The P5+1 and Iran finally reached an agreement on the Iranian nuclear program this week:
Iran reached a landmark nuclear agreement with the U.S. and five other world powers, a long-sought foreign policy goal of President Barack Obama that sets the White House on course for months of political strife with dissenters in Congress and in allied Middle Eastern nations.
A final, comprehensive nuclear deal with Iran is a real success for the U.S. and the other members of the P5+1. Even if a deal had not been reached, the negotiations over the last two years had demonstrated the potential of engaging Iran directly in diplomacy. Now that these negotiations have definitely borne fruit, there may be a chance for continued engagement with Iran on other issues. There is no guarantee of that, and there is enormous opposition to making the effort, but it would be worth attempting. While there has been a fair amount of speculation about a coming detente with Iran, that will depend on how current and future governments in Washington and Tehran decide to use the opening that this deal provides.
The next and most important step will be implementing the agreement on both sides, and there will be constant pressure from hard-liners to find excuses to scrap the agreement in the months and years to come. Concluding the deal doesn’t mean that the efforts to sabotage and blow it up will end. On the contrary, we can expect redoubled effort from Iran hawks that have so far been unable to block a deal. Having failed to derail the deal, hard-liners will still be eager to take advantage of any weaknesses in the deal to try to wreck it.
The WSJ report summarizes the contents of the deal:
At the heart of the agreement between Iran and the six powers—the U.S., U.K., Russia, China, Germany and France—is Tehran’s acceptance of strict limits on its nuclear activities for 10 years. These are supposed to ensure that the country remains a minimum of 12 months away from amassing enough nuclear fuel for a bomb. After the 10-year period, those constraints will ease in the subsequent five years.
This will limit Iran’s nuclear program more effectively than a decade of sanctions and coercive methods ever did, and it makes Iran’s acquisition of a nuclear weapon much less likely than any other available course of action. The alternatives that Iran hawks have been proposing for the last two years–ending negotiations, more sanctions, threatening or taking military action–would have left Iran’s program under fewer constraints and would have pushed Iran towards building nuclear weapons. It is important to remember that the loudest, shrillest opponents of this deal would have made a nuclear-armed Iran more likely if they had their way. So when the hard-liners start their inevitable cries of “appeasement” and “surrender” start, keep in mind that their “solution” would have failed and backfired as usual. If the deal is implemented fully, this should take the nuclear issue with Iran off the agenda for at least the next decade and possibly much longer than that.
It is too early to know how the deal will affect internal conditions in Iran, but it is probable that Rouhani’s success in these talks will give him more room to push for some measure of economic and social reform. Sanctions relief will take some of the economic pressure off of the Iranian people, and especially the Iranian middle class, and that will gradually aid the cause of Iranian opposition groups that the sanctions have been helping to strangle. There aren’t likely to be any dramatic changes in Iran’s internal politics, but reducing sanctions can only help loosen the grip of the regime and the hard-liners that they have strengthened in the past.
This is a significant achievement by the Obama administration, and Obama and Kerry deserve credit for persevering and seeing the negotiations through to this point. It would have been extremely easy for Obama to buckle under domestic political criticism, and in this instance he didn’t end up yielding to what his hawkish detractors demanded. When it comes to arms control and nonproliferation, Obama has often been much more willing to take risks than on many other issues, and he has done so again here. A president less committed to nonproliferation probably would not have supported these talks for this long, and an administration that was less interested in diplomatic engagement would never have started them in the first place.

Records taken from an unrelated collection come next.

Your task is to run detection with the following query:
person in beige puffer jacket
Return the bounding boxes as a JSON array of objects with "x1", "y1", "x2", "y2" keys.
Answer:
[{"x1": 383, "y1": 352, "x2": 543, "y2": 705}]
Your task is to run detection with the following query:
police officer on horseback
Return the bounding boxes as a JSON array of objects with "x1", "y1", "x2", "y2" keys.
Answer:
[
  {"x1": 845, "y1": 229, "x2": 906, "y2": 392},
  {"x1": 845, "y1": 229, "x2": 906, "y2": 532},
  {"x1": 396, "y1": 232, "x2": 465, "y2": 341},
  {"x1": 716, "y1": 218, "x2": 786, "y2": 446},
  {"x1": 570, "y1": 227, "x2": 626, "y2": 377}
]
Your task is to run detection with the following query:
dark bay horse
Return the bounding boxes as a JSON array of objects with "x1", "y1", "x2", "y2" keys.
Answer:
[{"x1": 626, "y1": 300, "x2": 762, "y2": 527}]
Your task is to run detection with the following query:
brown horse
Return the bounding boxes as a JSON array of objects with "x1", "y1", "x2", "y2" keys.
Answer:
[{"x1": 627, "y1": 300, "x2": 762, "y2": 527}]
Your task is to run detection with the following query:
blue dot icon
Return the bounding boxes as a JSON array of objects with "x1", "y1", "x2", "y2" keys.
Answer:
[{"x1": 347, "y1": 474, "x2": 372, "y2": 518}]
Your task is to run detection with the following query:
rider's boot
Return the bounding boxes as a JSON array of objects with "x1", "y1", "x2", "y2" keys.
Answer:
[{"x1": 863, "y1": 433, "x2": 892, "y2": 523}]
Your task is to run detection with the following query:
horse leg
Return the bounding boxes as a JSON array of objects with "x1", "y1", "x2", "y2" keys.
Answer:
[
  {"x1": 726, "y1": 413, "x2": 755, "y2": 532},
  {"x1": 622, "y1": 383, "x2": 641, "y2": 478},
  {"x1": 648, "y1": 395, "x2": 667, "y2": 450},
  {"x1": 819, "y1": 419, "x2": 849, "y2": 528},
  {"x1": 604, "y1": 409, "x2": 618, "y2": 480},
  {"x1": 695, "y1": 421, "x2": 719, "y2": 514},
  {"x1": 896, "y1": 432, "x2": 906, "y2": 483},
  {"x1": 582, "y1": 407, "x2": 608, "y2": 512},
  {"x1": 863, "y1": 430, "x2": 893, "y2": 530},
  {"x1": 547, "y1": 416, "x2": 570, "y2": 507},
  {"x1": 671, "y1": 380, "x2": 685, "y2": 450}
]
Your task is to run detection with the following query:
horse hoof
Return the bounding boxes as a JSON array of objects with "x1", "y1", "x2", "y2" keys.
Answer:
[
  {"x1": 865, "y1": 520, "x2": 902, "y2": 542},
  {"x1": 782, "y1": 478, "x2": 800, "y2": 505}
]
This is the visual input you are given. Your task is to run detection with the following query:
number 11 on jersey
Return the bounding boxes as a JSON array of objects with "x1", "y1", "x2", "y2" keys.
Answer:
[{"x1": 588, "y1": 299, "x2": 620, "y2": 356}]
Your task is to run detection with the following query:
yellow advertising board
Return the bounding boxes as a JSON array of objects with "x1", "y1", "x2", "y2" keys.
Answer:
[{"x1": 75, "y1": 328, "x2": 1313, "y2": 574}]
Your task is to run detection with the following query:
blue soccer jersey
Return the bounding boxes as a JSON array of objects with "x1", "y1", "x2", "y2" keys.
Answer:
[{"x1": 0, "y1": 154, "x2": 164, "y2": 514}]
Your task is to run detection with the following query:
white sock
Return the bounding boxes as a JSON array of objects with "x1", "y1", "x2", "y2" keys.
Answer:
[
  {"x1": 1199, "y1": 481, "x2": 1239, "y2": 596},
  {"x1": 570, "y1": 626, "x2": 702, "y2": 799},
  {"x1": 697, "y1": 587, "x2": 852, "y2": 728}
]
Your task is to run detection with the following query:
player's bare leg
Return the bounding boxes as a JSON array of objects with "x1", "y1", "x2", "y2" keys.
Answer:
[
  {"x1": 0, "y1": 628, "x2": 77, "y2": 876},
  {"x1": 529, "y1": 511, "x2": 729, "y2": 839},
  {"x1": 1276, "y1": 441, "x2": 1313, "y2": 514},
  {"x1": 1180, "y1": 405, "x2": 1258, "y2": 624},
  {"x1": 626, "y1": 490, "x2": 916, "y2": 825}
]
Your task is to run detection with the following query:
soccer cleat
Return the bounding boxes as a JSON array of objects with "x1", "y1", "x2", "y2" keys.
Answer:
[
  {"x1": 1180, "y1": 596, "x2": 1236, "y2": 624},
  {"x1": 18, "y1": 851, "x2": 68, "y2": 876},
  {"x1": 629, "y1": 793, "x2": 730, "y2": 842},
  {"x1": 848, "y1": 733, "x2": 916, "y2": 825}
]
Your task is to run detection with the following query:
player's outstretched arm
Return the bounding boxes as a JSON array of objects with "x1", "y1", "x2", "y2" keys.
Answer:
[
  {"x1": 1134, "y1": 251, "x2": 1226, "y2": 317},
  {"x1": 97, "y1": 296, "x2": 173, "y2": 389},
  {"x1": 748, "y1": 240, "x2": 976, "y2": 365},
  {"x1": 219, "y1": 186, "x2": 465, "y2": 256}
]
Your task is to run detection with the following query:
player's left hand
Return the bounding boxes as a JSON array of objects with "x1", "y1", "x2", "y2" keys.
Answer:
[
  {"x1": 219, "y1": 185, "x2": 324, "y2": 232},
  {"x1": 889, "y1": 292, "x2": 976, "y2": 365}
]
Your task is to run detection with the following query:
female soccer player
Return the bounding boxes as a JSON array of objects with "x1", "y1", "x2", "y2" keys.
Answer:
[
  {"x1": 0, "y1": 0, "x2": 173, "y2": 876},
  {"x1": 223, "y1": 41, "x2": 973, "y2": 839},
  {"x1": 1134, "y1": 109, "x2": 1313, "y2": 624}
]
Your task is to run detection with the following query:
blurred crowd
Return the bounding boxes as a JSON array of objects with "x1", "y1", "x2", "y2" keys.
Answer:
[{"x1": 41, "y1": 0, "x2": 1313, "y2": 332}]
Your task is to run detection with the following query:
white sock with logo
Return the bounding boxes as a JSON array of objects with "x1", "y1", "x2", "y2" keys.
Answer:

The future success of the deal will depend on support and compliance from the next administration, so it is not guaranteed that the U.S. will keep up its end of the bargain after 2017. When many of our Republican presidential candidates vow to scrap the deal as soon as they are in office, we should take them at their word. Scrapping the deal would be costly for the U.S. and would scandalize our major allies that have worked with our government to conclude the agreement. We can hope that even a very hawkish president would come to recognize the folly of undoing a deal with Iran in the future, but that isn’t something anyone should count on.